For each recorded pitch, treat it as a separate voicebank. Each pitch needs an oto.ini, but you only need one character.txt and readme.txt. You can store these one-time-needed files at the top level of your UTAU’s folder. Then, make one folder for each pitch and place those recordings and the oto.ini inside the folder. For example, if you have a voicebank with pitches A3, E4, and A4, the file hierarchy would look like this:
You can also place one pitch outside of a folder (so the .wav files are at the top-level) and make the other pitches as folders. If you do this, you should make the lowest pitch the “outside” pitch.
A multipitch voicebank folder showing all of the pitches in folders.
This is what Hakuappoid's multipitch VCV folder structure looks like. The lowest pitch is not contained in a folder.
Now we have to do a couple steps to configure your bank to play the multiple pitches.
The first step is to configure the aliases for each bank. What are aliases? They’re alternate names for each note. This is how we get multipitch banks to work.

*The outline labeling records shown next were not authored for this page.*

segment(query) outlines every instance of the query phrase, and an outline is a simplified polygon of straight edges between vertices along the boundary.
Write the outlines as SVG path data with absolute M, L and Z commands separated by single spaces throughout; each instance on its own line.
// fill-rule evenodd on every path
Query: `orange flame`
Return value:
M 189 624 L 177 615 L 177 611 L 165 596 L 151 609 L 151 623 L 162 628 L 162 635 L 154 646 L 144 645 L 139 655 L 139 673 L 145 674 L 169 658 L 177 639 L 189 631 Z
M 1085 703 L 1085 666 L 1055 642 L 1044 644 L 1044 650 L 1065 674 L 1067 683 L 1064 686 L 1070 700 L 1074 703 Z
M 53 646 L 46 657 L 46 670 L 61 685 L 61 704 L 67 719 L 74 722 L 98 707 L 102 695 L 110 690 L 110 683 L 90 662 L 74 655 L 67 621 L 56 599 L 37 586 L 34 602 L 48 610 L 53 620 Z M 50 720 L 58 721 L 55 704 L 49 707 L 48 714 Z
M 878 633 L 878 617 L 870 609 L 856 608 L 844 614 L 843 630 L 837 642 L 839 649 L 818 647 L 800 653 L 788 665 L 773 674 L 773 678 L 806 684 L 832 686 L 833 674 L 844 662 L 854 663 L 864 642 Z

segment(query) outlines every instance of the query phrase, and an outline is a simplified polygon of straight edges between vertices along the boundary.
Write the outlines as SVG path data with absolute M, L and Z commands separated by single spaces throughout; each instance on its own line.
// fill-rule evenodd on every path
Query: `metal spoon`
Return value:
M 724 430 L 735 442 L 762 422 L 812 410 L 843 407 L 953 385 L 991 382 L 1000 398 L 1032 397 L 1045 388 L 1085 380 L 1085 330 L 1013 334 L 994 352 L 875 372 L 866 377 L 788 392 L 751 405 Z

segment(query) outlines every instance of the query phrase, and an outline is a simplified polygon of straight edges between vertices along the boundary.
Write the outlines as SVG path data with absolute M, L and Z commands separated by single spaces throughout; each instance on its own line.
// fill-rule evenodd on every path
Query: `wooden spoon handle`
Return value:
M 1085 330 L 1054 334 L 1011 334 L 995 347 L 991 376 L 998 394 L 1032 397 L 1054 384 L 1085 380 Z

Open the oto.ini for each folder-contained pitch in a text editor or Notepad. Write in the name of the recording plus the pitch in the first space after the equals sign. For example, if your folder is an F3 pitch and you have a roumaji cv voicebank, you would write aF3, baF3, beF3, in each space and so on.
Now, to configure these pitches in UTAU, we need to open UTAU with administrator permission granted. Otherwise, you won’t be able to configure the multipitch through this method.
Open UTAU, load your multipitch voicebank, and go to Tools > Edit prefix.map. You are going to choose the pitches that you want each recorded pitch to play on. You can shift-click and choose multiple notes to set the pitch to play on.